Risk Minimizing Hedge strategy In this the unit hedge and capital gain adjusted hedge ignores the covariance between the currency and asset returns in the risk analysis and the advantage of currency/asset covariance by using variance minimization is undertaken to chose hedge.
Mean variance Optimal hedging This overcomes the shortcoming of the strategy stated above by mean variance optimization of the currency hedge. Currency Hedging Currency hedging problem is known as a peso problem as the relationship between variables is difficult to measure as one or more of the variables is subject to large and infrequent oscillations. Reliable inference in currency markets is difficult to achieve as optimal risk forecasting and risk management is difficult.
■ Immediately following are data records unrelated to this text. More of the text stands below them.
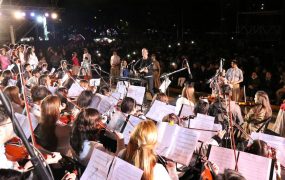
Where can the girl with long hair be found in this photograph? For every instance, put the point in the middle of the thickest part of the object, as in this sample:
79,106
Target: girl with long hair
87,133
12,92
141,153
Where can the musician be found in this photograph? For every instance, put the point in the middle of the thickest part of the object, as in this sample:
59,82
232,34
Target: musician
235,76
86,135
257,113
140,153
145,69
115,62
156,71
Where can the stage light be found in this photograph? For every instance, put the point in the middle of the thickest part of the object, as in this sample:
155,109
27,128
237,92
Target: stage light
39,19
54,16
19,15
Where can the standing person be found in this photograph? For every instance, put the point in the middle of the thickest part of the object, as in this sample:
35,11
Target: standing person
156,71
235,76
115,62
145,69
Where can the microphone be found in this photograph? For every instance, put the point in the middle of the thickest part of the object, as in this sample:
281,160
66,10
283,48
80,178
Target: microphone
188,68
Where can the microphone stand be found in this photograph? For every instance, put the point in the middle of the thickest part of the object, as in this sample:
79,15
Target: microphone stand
41,171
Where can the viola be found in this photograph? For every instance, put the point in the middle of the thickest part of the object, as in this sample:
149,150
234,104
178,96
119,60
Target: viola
15,150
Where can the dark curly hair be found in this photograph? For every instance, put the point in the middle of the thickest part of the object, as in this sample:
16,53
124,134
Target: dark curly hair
87,126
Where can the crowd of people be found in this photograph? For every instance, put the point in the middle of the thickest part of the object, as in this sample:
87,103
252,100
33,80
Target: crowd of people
62,111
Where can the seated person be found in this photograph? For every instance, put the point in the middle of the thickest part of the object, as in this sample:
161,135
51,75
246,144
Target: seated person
86,135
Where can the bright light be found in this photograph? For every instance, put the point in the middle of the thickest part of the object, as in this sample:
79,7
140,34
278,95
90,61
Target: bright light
54,16
19,15
39,19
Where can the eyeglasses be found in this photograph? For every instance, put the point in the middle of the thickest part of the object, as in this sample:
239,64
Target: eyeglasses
6,123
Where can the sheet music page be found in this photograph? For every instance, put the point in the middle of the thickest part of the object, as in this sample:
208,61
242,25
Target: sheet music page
98,166
165,135
122,87
129,128
104,105
114,98
217,127
163,87
183,145
274,141
64,78
186,110
137,93
223,157
124,170
254,167
205,135
75,90
158,110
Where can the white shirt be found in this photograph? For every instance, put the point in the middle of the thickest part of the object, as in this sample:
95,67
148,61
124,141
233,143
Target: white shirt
87,55
4,162
180,101
33,60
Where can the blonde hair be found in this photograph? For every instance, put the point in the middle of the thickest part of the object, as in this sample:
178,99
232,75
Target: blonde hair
140,150
264,103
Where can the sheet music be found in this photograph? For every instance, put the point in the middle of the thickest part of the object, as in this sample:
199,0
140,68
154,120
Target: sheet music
274,141
122,87
163,87
129,128
254,167
165,134
205,135
217,127
98,166
64,78
94,82
124,170
75,90
158,110
202,122
183,145
186,110
104,105
137,93
114,98
223,157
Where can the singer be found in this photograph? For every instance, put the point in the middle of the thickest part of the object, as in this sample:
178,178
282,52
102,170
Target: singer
145,68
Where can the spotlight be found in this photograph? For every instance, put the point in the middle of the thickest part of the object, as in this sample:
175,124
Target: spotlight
39,19
18,15
54,16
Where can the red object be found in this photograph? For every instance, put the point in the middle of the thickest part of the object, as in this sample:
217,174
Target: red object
15,150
There are a number of approximate methods which have been evolved for attaining a total return on foreign investment into local returns which can be currency unrelated or currency only returns. A portfolio needs to be multi based on a number of factors, a local risk component, a currency risk component and a component in which the co variances between the local and the currency returns are measured. Currency hedging is not only essential when a large fraction of a portfolio is allocated to foreign assets but also for small asset allocations as the minimum risk hedge ratio does not necessarily increase only with the exposure to foreign assets.
Per unit exposure is more relevant to hedge the currency risk for small allocations of assets in foreign currency than for large allocations. In fact in some cases even for portfolios with no foreign assets there may be a necessity for currency hedging. . It needs to be understood that volatility and foreign asset exposure will take on only positive values and minimum risk hedge ratio increases as a function of the foreign asset exposure as it is not likely that the returns of the currency forward contract are inversely correlated with the returns of the domestic asset.
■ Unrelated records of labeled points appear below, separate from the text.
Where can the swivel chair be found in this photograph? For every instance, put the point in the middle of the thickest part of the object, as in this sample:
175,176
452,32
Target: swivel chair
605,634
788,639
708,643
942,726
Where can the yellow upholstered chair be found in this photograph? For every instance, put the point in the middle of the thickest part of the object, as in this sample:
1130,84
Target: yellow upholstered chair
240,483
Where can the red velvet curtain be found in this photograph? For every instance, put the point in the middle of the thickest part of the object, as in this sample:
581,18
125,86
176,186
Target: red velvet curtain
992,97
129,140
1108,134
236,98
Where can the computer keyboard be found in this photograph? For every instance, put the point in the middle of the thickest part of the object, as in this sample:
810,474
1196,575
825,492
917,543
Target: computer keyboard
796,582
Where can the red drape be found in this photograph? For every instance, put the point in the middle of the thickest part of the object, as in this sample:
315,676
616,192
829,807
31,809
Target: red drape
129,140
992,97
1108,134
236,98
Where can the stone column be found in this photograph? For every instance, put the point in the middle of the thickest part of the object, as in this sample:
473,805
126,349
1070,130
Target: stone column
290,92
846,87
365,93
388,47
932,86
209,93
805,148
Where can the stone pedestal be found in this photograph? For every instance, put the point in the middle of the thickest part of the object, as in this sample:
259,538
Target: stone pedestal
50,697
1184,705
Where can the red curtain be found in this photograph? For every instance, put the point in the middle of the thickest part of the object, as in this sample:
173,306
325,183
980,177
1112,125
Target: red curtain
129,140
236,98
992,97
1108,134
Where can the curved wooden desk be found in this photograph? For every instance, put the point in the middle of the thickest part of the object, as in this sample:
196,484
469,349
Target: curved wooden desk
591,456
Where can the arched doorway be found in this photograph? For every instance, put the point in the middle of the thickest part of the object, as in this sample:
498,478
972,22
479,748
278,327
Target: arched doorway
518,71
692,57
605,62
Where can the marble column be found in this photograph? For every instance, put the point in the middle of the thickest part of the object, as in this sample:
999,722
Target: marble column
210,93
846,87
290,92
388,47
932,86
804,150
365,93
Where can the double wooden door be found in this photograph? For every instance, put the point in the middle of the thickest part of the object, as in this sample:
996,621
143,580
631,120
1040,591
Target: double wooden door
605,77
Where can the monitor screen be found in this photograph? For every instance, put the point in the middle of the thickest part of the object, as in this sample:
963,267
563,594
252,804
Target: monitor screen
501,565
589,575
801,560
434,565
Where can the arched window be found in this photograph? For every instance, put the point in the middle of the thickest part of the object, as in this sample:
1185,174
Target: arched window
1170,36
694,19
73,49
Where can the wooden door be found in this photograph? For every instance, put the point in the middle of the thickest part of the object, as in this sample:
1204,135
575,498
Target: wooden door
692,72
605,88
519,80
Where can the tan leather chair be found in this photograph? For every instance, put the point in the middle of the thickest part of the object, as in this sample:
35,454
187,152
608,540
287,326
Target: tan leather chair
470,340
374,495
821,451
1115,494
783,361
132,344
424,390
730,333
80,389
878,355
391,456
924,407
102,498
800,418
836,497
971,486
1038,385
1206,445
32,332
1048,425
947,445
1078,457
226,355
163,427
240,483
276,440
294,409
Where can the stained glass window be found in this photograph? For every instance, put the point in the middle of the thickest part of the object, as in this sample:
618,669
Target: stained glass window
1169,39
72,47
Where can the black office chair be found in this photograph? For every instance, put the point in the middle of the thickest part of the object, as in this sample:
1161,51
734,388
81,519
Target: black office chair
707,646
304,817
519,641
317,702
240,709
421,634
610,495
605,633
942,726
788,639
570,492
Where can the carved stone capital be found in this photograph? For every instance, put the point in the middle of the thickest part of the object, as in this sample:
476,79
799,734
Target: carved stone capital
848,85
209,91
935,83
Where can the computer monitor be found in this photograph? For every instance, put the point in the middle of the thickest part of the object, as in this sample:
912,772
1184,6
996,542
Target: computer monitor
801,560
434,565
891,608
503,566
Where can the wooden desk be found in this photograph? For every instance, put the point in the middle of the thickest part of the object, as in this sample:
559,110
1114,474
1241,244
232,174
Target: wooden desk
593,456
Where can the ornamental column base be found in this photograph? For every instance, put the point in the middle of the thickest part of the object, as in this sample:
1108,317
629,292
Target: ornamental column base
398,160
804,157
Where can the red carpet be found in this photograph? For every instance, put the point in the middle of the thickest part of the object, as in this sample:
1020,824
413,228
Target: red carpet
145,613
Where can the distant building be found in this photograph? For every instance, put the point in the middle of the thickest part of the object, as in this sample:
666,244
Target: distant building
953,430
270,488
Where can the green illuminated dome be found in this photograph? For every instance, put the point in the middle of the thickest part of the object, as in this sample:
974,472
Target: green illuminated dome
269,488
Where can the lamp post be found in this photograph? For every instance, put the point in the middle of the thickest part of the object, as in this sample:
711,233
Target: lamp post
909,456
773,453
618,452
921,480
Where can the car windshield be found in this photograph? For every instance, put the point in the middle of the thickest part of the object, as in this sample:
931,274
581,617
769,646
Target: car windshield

Since bond returns and currency returns domestically tend to move inversely with the interest rates domestically and profits of companies also vary with currency fluctuations, hence currency risk of portfolios needs to be hedged. Currency Risks in Contracts A financial futures contract obligates a seller to pay the value of the contract to the buyer at a specified date. The financial futures contracts have uniform terms for the quantity, expiry date and the asset. A forward contract on the other hand is negotiated privately.
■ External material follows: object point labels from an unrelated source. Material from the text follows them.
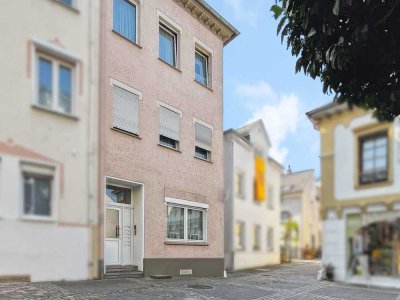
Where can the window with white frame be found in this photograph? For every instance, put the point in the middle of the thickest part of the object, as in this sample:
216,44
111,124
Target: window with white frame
168,44
186,223
240,185
202,74
68,3
169,127
125,110
270,201
125,19
256,237
203,140
55,84
37,195
240,236
270,239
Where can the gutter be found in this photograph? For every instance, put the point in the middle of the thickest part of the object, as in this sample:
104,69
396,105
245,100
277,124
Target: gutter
214,13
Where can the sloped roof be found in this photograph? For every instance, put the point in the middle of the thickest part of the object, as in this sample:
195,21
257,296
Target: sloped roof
296,182
245,130
17,150
324,111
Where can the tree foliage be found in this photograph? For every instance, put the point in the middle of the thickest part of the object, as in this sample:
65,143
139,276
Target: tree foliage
353,46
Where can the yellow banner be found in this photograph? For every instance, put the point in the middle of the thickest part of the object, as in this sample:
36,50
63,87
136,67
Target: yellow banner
259,183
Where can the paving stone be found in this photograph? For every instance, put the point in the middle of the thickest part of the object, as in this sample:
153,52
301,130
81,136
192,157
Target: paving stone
291,281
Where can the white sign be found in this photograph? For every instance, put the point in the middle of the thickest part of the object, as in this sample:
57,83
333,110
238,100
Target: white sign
185,272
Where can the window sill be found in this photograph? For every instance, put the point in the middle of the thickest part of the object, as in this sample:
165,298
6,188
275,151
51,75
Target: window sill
204,86
184,243
38,219
126,39
45,109
71,8
169,65
166,147
202,159
126,132
372,185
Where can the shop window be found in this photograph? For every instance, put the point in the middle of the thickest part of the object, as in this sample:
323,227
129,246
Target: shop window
186,224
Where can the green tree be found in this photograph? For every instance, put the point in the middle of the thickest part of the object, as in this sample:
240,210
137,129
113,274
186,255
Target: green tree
353,46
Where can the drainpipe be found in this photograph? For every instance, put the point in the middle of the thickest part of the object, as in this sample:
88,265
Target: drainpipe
100,183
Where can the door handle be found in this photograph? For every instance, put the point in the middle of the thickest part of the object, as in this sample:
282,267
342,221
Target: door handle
117,232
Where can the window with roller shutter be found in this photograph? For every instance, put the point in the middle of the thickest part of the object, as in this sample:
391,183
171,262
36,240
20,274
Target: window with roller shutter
169,127
125,110
203,141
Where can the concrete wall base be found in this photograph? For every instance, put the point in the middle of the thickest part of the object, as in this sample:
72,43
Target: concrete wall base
200,267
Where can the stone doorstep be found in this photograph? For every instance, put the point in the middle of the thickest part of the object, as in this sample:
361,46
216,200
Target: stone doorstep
15,278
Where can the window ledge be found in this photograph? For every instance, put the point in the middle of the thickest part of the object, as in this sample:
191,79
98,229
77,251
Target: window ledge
126,39
184,243
126,132
38,219
202,159
204,86
173,149
171,66
71,8
373,185
45,109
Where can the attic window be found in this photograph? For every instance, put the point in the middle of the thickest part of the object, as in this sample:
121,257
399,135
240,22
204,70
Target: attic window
287,188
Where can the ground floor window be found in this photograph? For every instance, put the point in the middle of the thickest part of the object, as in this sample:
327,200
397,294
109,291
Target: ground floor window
375,248
270,239
37,195
186,223
256,237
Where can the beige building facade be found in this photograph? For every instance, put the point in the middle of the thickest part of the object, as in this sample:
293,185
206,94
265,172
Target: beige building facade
161,147
360,200
48,139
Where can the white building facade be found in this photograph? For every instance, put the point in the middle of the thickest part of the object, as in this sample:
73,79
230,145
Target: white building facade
252,220
48,136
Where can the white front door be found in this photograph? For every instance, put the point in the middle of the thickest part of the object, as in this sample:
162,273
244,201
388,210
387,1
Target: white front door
127,236
119,236
113,236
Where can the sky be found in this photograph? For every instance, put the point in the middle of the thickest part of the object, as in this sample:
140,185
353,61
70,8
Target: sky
260,83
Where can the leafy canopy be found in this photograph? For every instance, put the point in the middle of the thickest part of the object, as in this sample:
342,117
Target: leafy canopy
353,46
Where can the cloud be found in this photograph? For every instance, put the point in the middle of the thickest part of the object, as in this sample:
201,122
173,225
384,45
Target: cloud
281,114
242,12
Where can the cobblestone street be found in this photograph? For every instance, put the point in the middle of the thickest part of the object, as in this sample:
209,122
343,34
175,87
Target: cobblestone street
294,281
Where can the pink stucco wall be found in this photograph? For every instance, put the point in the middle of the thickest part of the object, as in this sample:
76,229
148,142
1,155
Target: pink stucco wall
165,172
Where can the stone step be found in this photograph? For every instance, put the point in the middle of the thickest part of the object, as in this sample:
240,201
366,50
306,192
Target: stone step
110,269
122,275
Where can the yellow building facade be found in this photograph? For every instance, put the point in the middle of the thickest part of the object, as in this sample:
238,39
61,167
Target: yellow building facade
360,194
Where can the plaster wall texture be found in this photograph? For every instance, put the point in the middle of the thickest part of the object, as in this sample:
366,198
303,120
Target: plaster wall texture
165,172
36,248
344,149
239,158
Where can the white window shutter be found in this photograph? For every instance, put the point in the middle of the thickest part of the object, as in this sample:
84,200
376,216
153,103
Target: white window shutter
203,137
169,123
125,110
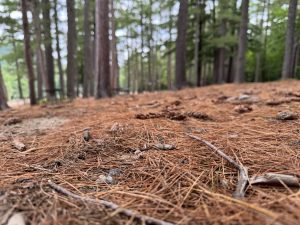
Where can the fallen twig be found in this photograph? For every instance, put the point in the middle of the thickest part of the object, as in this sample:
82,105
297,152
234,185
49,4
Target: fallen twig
243,179
275,179
108,204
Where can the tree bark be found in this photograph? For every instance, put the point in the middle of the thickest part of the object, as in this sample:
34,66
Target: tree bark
181,44
289,41
87,67
114,53
48,50
27,51
198,44
3,94
220,51
20,89
258,57
60,70
242,46
142,47
103,88
232,58
41,71
71,48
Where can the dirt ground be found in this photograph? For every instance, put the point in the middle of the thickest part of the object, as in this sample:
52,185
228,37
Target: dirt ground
123,163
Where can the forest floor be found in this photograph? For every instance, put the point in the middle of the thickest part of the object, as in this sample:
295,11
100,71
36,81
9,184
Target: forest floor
123,161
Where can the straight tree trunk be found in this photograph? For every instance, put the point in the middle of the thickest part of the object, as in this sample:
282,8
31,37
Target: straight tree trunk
41,71
289,40
60,70
150,52
142,47
3,94
93,70
220,52
114,53
242,46
231,61
48,50
27,51
198,44
71,48
20,89
181,44
258,57
87,67
103,88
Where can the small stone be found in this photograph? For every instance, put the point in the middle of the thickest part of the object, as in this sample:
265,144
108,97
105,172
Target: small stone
19,145
137,152
114,172
242,108
164,146
12,121
102,179
86,134
287,115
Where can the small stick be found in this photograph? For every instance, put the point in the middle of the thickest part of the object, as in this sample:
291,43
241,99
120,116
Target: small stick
243,179
108,204
275,179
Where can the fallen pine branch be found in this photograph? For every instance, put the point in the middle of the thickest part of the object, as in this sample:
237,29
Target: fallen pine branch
108,204
275,179
243,179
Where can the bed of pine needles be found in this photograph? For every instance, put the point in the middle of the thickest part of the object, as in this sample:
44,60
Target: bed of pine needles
187,185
These can be very effectively used to control the risk by changing the asset mix without disrupting the assets per se. Systematic risk can be hedged away and short and long positions from the portfolio can be exploited to extract alpha. Currency risk can be removed from an internationally managed portfolio by effectively hedging the currency exposure. In international trading it is important to manage the currency as well as the portfolio risks simultaneously. Impact of National and Global effects on Capital Markets
There are various views prevalent on the impact of national and global effects on the stock market. Some feel that country effects are more important than industry effects, while national stock markets are seen to dominate global factors in explaining returns. While some others tend to view global and national influences as of equal importance. In equity and bond returns however national influences are said to be the most powerful. Each model thus has to be carefully analyzed and realistically applied in the given context.